Elle s'accola à moi. Je n'en revenais pas.

- Qui nous attend ? Et qu'est-ce qu'on risque ? Là j'ai plutôt envie de te quitter, mais je ne peux pas. Tu es donc en sursis : une nuit pour me convaincre. On va voir ce que tu sais faire.

- Tu ne sais pas ce dont je suis capable.

- Je sais déjà que tu es un goujat. Heureusement pour toi, tu n'es pas que ça.

- Angèle…

- Tais-toi. Je ne veux pas de tes excuses, Et je me fous de tes remords. Je suis là, je suis vivante, je suis vraie. Fais ce qu'il faut, ou tu me perds.
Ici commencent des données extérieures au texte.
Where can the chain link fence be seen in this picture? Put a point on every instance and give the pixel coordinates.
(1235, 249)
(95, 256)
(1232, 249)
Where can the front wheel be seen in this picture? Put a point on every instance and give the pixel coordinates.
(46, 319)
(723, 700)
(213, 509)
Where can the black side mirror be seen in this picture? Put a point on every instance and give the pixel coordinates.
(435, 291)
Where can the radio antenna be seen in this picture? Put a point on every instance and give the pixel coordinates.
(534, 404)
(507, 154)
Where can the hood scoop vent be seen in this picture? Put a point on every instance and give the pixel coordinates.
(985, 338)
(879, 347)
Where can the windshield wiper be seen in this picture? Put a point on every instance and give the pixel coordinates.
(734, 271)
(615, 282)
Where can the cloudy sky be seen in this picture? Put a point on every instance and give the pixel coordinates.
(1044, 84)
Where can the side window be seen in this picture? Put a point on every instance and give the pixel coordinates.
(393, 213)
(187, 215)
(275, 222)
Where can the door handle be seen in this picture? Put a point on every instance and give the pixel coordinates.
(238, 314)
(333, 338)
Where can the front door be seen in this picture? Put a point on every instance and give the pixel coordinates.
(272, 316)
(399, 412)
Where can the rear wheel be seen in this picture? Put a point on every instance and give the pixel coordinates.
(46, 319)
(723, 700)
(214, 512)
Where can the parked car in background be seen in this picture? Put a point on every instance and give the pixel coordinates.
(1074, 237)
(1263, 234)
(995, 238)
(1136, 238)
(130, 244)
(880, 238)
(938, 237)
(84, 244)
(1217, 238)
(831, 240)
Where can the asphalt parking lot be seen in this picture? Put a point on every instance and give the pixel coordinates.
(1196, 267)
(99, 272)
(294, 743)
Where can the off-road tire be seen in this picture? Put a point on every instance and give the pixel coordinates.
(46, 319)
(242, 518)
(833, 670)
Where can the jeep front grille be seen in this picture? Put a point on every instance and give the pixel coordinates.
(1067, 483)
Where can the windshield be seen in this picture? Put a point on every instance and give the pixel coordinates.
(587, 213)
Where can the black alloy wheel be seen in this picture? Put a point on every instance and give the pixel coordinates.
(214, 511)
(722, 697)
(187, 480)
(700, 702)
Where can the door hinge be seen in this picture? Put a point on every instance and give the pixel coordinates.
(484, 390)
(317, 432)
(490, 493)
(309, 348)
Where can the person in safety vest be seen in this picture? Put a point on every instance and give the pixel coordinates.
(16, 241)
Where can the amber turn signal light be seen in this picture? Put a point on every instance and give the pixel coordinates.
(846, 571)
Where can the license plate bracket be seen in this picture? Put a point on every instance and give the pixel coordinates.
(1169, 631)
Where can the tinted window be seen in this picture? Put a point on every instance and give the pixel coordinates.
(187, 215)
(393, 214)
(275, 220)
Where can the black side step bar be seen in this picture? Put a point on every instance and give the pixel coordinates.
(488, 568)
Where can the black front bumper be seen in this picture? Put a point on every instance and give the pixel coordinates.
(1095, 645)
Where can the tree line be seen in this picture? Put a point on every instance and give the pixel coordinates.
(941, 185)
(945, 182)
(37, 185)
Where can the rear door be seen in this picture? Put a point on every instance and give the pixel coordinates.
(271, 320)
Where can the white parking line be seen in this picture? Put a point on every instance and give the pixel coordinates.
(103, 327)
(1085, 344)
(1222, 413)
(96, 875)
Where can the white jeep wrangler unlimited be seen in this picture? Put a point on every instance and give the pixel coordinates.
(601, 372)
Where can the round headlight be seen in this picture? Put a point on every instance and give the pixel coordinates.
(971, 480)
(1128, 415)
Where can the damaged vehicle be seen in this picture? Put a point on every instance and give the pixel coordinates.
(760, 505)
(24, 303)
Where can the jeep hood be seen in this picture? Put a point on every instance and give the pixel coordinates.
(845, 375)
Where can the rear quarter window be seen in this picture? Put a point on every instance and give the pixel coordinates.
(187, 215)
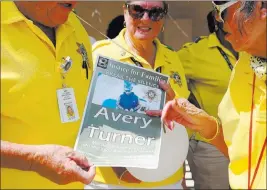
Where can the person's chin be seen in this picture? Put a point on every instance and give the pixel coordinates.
(141, 36)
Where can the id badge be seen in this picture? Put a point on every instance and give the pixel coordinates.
(67, 105)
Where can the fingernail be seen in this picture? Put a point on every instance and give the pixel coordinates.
(172, 125)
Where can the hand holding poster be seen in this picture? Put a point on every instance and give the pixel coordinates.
(115, 130)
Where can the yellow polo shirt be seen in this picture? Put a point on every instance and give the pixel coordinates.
(29, 79)
(169, 63)
(207, 72)
(234, 112)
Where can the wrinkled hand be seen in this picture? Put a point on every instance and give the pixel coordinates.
(182, 111)
(170, 95)
(62, 165)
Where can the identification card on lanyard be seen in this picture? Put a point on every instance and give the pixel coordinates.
(66, 98)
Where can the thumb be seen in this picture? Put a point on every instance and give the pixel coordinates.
(82, 175)
(79, 159)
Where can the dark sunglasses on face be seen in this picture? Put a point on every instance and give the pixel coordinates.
(137, 12)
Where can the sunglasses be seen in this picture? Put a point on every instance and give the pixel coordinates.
(137, 12)
(221, 6)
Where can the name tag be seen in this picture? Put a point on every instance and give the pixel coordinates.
(67, 105)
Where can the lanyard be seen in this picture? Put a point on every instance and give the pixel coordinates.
(138, 64)
(225, 58)
(250, 183)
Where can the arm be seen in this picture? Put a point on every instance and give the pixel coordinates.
(183, 112)
(218, 141)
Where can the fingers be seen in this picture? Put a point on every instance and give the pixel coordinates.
(80, 159)
(153, 113)
(83, 176)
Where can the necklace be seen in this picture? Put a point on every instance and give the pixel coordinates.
(263, 148)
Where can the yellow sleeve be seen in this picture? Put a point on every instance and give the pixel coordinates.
(11, 79)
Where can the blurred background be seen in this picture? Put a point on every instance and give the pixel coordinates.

- J'ai un peu peur, tout soudain…

- Quel homme !

- Je n'ai pas peur de la mort, mais de la vie. De devoir être à ta hauteur, de te décevoir forcément, quand tu me connaîtras mieux, comme je viens de le faire.

- Mais je ne te le permettrai pas, tu n'as pas à t'en soucier.

- De te décevoir ?

- De me placer si haut. Je suis là, je viens de te le dire, à côté de toi. Regarde-moi et tu me verras. Pas en haut, pas au loin, mais là. C'est de ça que je parle depuis une heure.

- …

- Ce que je ne te permets pas, c'est de me confondre, de me prendre pour une autre, qui que ce soit, une de tes anciennes, réelles ou rêvées. Je ne veux pas de rêve, je veux de l'amour.

- …

- Et je me fous de ce crétin de Chateaubriand. Il a eu son heure, maintenant c'est la nôtre. Mais c'est maintenant ou jamais. C'est toi et c'est moi, ou ni toi ni moi.

Puis elle m'a donné une leçon de choses essentielles, que personne n'avait jamais pris la peine de m'enseigner : qu'elle ne craignait ni le froid, ni l'embarras d'une incursion, qu'un homme était un malotrus non pas d'accepter, mais de refuser ce qu'une femme lui offrait de plein vouloir, que le désir pouvait se renouveler à l'infini, que les étoiles aussi pouvaient être lascives, que le vrai romantisme c'était la mer et la lune, et j'avoue que parfois je fis semblant de ne pas comprendre à la première explication, pour qu'elle s'empresse de répéter.

A la nuit close, nous avons quand même eut la faveur du zodiac des pompiers, mais tellement enlacés, tellement pris l'un par l'autre, que St-Malo devint Venise, et le chenal un Grand Canal. En amour, les Italiens ont toujours le dernier mot.